Steps, Ladders, Stairs in Art. Volume 1 - страница 4
Chaim Soutine, The Red Staircase at Cagnes, 1923–1924, oil on canvas, 28.5 × 21.25 ins
In Mihail Chemiakin’s work “The Ladder” (V1: 253) a border between two planes is clearly marked. The passage here represents not the transition between worlds, but rather the choice of a moral path. The change in color from red to white can be seen to symbolize the choice between spiritual purity (white) or bodily passions (red), if we consider red and white to be symbols of the diabolical and the divine. The dichotomy of red and white, present in European culture since the early Middle Ages, today is most often associated with the Russian Revolution.
“Stairs and ladders play a tremendous philosophical role in human life. Our life unfolds on the earth’s surface, on this plane, but we strive towards something higher; step by step we attain some sort of heights, like Jacob. And vice versa: if we do not behave as we should, we descend closer and closer to the underworld. The ladder is a symbol of human existence.“[4]
Red and white tones predominate in Chaim Soutine’s paintings, notably in his “Red Staircase at Cagnes” – a profoundly tragic image that reflects the artist’s dramatic life and its constant psychological stress. This landscape from the artist’s early period is an attempt to comprehend the meaning of color. Soutine was very interested in red as the color of both life and death. His red staircase, reminiscent of the backbone of the split carcasses so often depicted by the artist, runs along a crooked street, conveying the finiteness of the flesh and the “fluidity” of being. Here once again we find the heavenly staircase, uniting the carnal and the sublime, the inaccessible but possible.

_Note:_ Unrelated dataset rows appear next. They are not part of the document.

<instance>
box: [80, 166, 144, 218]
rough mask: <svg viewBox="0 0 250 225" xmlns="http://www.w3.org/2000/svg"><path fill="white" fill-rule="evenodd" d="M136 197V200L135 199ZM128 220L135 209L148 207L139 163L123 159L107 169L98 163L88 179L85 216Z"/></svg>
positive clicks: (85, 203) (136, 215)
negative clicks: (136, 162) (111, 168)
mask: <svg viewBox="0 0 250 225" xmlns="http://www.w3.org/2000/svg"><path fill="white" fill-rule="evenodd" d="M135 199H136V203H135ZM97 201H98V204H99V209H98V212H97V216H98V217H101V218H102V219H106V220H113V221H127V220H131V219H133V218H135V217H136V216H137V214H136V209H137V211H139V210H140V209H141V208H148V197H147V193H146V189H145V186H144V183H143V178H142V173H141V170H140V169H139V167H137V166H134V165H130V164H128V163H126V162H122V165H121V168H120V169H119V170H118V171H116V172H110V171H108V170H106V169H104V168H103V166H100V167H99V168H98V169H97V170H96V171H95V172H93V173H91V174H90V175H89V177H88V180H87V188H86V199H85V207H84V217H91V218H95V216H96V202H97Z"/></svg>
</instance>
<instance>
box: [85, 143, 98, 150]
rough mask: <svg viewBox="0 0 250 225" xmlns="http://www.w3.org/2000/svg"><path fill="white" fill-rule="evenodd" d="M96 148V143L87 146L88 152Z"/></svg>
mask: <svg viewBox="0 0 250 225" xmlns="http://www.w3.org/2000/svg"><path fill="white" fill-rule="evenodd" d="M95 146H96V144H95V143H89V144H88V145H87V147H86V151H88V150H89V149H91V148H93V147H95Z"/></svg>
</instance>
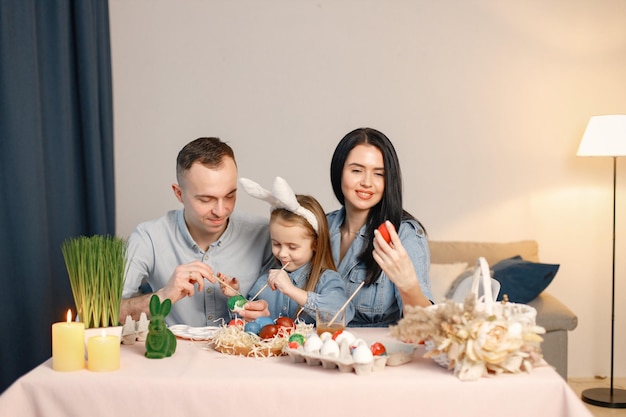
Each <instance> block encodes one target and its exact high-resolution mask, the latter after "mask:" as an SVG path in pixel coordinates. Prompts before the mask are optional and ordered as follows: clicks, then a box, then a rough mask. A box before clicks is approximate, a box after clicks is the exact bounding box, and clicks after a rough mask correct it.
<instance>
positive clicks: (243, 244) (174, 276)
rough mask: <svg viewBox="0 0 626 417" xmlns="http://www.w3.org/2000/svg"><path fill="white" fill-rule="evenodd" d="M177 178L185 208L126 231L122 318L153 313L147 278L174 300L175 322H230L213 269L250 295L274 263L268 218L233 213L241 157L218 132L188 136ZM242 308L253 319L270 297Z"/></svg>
mask: <svg viewBox="0 0 626 417" xmlns="http://www.w3.org/2000/svg"><path fill="white" fill-rule="evenodd" d="M176 179H177V181H178V183H177V184H172V190H173V191H174V195H175V196H176V198H177V199H178V201H180V202H181V203H182V204H183V209H182V210H172V211H170V212H168V213H167V214H166V215H165V216H163V217H161V218H159V219H156V220H153V221H149V222H145V223H142V224H140V225H139V226H138V227H137V228H136V229H135V230H134V231H133V233H132V234H131V235H130V237H129V240H128V267H127V272H126V281H125V283H124V290H123V293H122V302H121V308H120V322H122V323H123V322H124V321H125V320H126V317H127V315H130V316H131V317H132V318H133V319H135V320H137V319H138V318H139V315H140V314H141V312H146V313H148V312H149V302H150V297H151V296H152V293H150V294H141V291H140V286H141V284H142V281H143V280H145V281H146V282H147V284H149V286H150V288H151V289H152V290H155V294H157V295H158V296H159V298H160V299H161V300H163V299H166V298H169V299H171V300H172V303H173V305H172V310H171V312H170V314H169V315H168V316H167V318H166V322H167V323H168V324H170V325H171V324H177V323H182V324H187V325H190V326H196V327H200V326H210V325H216V324H220V319H224V320H226V321H228V320H229V318H230V313H229V310H228V306H227V301H228V299H227V297H226V296H224V294H223V293H222V291H221V290H220V287H219V285H220V283H219V281H216V275H217V276H218V278H219V277H220V276H221V277H222V278H221V279H222V280H224V281H226V282H227V283H230V282H231V278H230V277H233V278H232V280H236V281H237V282H238V283H239V288H240V291H241V293H242V294H243V295H244V296H245V295H246V294H247V292H248V290H249V289H250V287H252V284H253V283H254V282H255V281H256V279H257V278H258V277H259V276H260V275H262V274H263V273H264V272H265V271H267V270H268V269H269V266H270V265H271V263H272V262H273V257H272V252H271V243H270V242H271V241H270V238H269V230H268V221H267V220H266V219H262V218H253V217H251V216H244V215H241V214H238V213H235V214H233V213H232V212H233V209H234V207H235V201H236V197H237V163H236V162H235V156H234V153H233V150H232V148H231V147H230V146H228V145H227V144H226V143H224V142H222V141H221V140H220V139H218V138H199V139H196V140H194V141H192V142H190V143H188V144H187V145H186V146H185V147H183V149H182V150H181V151H180V152H179V154H178V158H177V160H176ZM205 279H206V280H207V281H208V284H206V285H205V282H204V280H205ZM239 315H240V316H242V317H243V318H245V319H249V320H253V319H254V318H256V317H259V316H265V315H269V311H268V309H267V303H265V302H264V301H263V300H259V301H254V302H249V303H247V304H246V307H245V310H244V311H243V312H241V313H240V314H239Z"/></svg>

Leningrad nonconformist Gennady Ustyugov’s 1993 painting ”Whither Leads the Ladder?” (V1: 159) can be seen as a reference to Russian Orthodox Marian iconography. Ustyugov places the ladder, in dialogue with a female figure, against the background of an unreal landscape. The bent position of her translucent body reminds the viewer of the angels in Andrei Rublev’s “Trinity” icon, and her head is tilted toward a ladder, suggesting it is a way to the mountaintop. The female figure is imbued with the mood of estrangement from the earthly and the readiness to make a journey; the presence of a ladder as a transcendental sign gives hope for salvation, hope that the soul will gain strength and recover after suffering. The painting largely becomes a mirror of the internal state of the artist himself, who has defined his primary question in the work’s title: does the ladder represent atonement or punishment?
“My soul is created as if in the image of Russian icons.”
(G. Ustyugov)[5]
Stairs as a symbol of Christ’s suffering appear in the Catholic tradition as early as the 9>thcentury and is found in icons, crucifixes and retablo. And although the presence of a ladder in “Ascension to the Cross” and “Descent from the Cross” is not mentioned by any Gospel – ladders first appeared in illustrations and images – ladders are often mentioned in theological manuscripts from the Middle Ages. One can even speak about the formation of established medieval iconography in the image of Christ climbing a ladder to the crucifix, an example of which we see in the illustration by Pacino di Buonaguida to the c. 1320 manuscript “Vita Christi” (V1: 102). In Fra Angelico’s “Nailing of Christ to the Cross” (1442) (V1: 106), both executioners and Christ are depicted on ladders leading to the cross. Thenceforth the ladder is frequently an attribute of execution. For example, Jan Luyken’s 1685 etching, “Anneken Hendriks, tied to a ladder and burned in Amsterdam in 1571” (V1: 119), depicts the execution of a woman condemned for heresy. Here the ladder itself, in an analogy to the cross, is the instrument of execution.